Defence Force Guides15 min readUpdated November 2025

    Defence Home Ownership Assistance Scheme (DHOAS) Complete Guide 2025-26

    A comprehensive guide for ADF members covering DHOAS eligibility, subsidy tiers, loan limits, and strategies to maximise your Defence Force home ownership benefits.

    What is DHOAS?

    The Defence Home Ownership Assistance Scheme (DHOAS) is a government initiative that supports eligible current and former members of the Australian Defence Force (ADF) to achieve home ownership by providing a monthly subsidy towards the interest component of an approved home loan.

    Rather than a one-off grant, DHOAS pays into the loan account each month (if you meet the conditions) so that your repayments are lower or your interest cost is reduced.

    Key Point: DHOAS is administered by the Department of Veterans' Affairs (DVA) on behalf of the Department of Defence.

    Why DHOAS Matters for ADF Members

    ADF service often involves postings, relocations and unique financial arrangements.
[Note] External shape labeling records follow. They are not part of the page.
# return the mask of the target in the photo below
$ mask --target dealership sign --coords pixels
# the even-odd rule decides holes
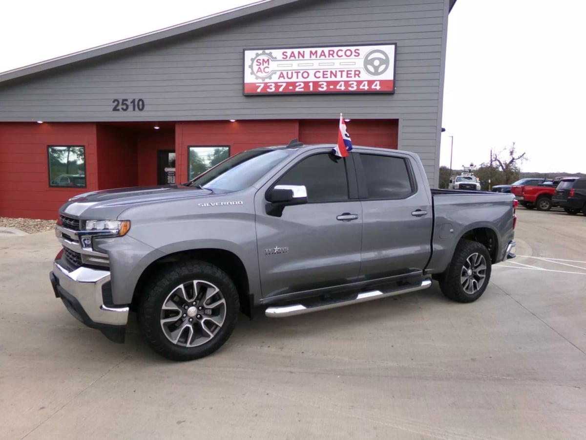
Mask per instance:
[[[244,50],[245,95],[394,93],[396,44]]]

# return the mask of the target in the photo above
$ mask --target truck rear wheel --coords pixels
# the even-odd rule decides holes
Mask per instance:
[[[452,262],[440,282],[442,293],[460,303],[471,303],[482,296],[491,272],[490,256],[481,243],[461,240]]]
[[[208,263],[182,261],[153,277],[139,302],[138,324],[162,356],[192,360],[224,344],[239,309],[236,287],[225,272]]]
[[[549,211],[551,209],[551,199],[544,195],[537,199],[535,202],[537,211]]]

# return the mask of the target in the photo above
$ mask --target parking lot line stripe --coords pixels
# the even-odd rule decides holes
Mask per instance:
[[[554,270],[551,269],[541,269],[541,268],[519,268],[517,266],[507,266],[506,265],[495,265],[494,268],[508,268],[509,269],[524,269],[526,270],[542,270],[546,272],[557,272],[558,273],[574,273],[576,275],[586,275],[584,272],[571,272],[567,270]]]
[[[525,258],[546,258],[547,257],[536,257],[533,255],[517,255],[518,257],[524,257]],[[556,260],[556,261],[567,261],[570,263],[586,263],[586,261],[578,261],[577,260],[563,260],[561,258],[547,258],[548,260]]]
[[[527,268],[531,268],[532,269],[535,269],[537,270],[546,270],[546,269],[543,269],[543,268],[538,268],[537,266],[532,266],[531,265],[524,265],[523,263],[517,263],[516,261],[509,261],[507,263],[511,263],[514,265],[519,265],[519,266],[524,266]]]

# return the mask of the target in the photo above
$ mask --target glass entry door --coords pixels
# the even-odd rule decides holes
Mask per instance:
[[[157,184],[175,184],[175,150],[157,150]]]

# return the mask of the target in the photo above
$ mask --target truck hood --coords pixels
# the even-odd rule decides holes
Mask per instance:
[[[101,214],[111,212],[113,214],[111,216],[114,212],[116,212],[117,215],[132,205],[202,197],[212,194],[213,192],[210,189],[178,185],[105,189],[85,192],[71,197],[61,207],[59,212],[79,217],[87,209],[91,208],[93,211],[100,211]],[[214,195],[221,195],[218,194]]]

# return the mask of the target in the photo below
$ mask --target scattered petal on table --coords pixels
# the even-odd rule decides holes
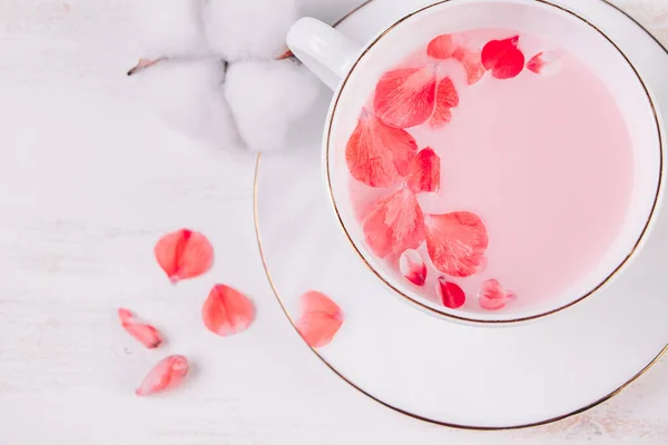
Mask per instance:
[[[242,333],[255,319],[255,306],[244,294],[226,285],[215,285],[202,307],[204,325],[214,334]]]
[[[137,320],[128,309],[118,309],[118,318],[122,328],[147,348],[157,348],[163,344],[163,336],[158,329]]]
[[[315,290],[302,295],[301,304],[297,330],[302,338],[313,348],[328,345],[343,324],[343,312],[338,305]]]
[[[156,244],[155,255],[171,283],[197,277],[214,264],[214,248],[209,240],[189,229],[165,235]]]
[[[178,385],[188,374],[188,359],[183,355],[171,355],[158,362],[149,370],[135,394],[149,396]]]

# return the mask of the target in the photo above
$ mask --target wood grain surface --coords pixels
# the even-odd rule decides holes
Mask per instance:
[[[137,1],[0,0],[0,445],[668,443],[666,360],[596,409],[497,433],[404,417],[327,370],[264,276],[255,157],[171,132],[137,103],[125,76],[141,56]],[[352,3],[328,1],[325,16]],[[668,42],[668,0],[617,3]],[[179,227],[209,235],[216,264],[174,287],[153,246]],[[204,328],[215,283],[253,297],[248,332]],[[120,306],[168,345],[129,338]],[[168,354],[191,360],[187,384],[137,398]]]

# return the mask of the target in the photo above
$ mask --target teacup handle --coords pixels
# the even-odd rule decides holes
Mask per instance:
[[[287,46],[315,76],[335,90],[360,52],[360,46],[320,20],[299,19],[287,33]]]

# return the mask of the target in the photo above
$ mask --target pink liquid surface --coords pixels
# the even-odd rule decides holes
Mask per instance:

DHOAS is a tailored support vehicle recognising the commitment of service personnel.

    Because it reduces the interest cost on a home loan, it can improve your borrowing capacity or make owning your own home more achievable—especially valuable if you're balancing service commitments and family life.

    Strategic Advantage: Understanding DHOAS early gives you an advantage—you can select a DHOAS-approved loan, meet timing conditions and ensure you capture the maximum benefit.

    How DHOAS Works – Step by Step

    Simple Overview

    1. 1Complete the required qualifying service
    2. 2Apply for a DHOAS Subsidy Certificate from DVA
    3. 3Take out a home loan with a DHOAS-approved lender and meet the scheme's conditions
    4. 4Each month, DVA pays a subsidy (based on your tier, loan size, balance etc) into the loan account
    5. 5Maintain eligibility and the subsidy continues until your service credit expires or you depart the scheme

    Detailed Breakdown

    Step 1: Qualify & Accrue Service Credit

    • Permanent Force: Minimum of 2 years effective service required
    • Reserve Force: Minimum of 4 years effective service (20 paid days each financial year) required
    • Must have served on or after 1 July 2008 to be eligible
    • You accrue "service credit" and milestones which determine your "tier"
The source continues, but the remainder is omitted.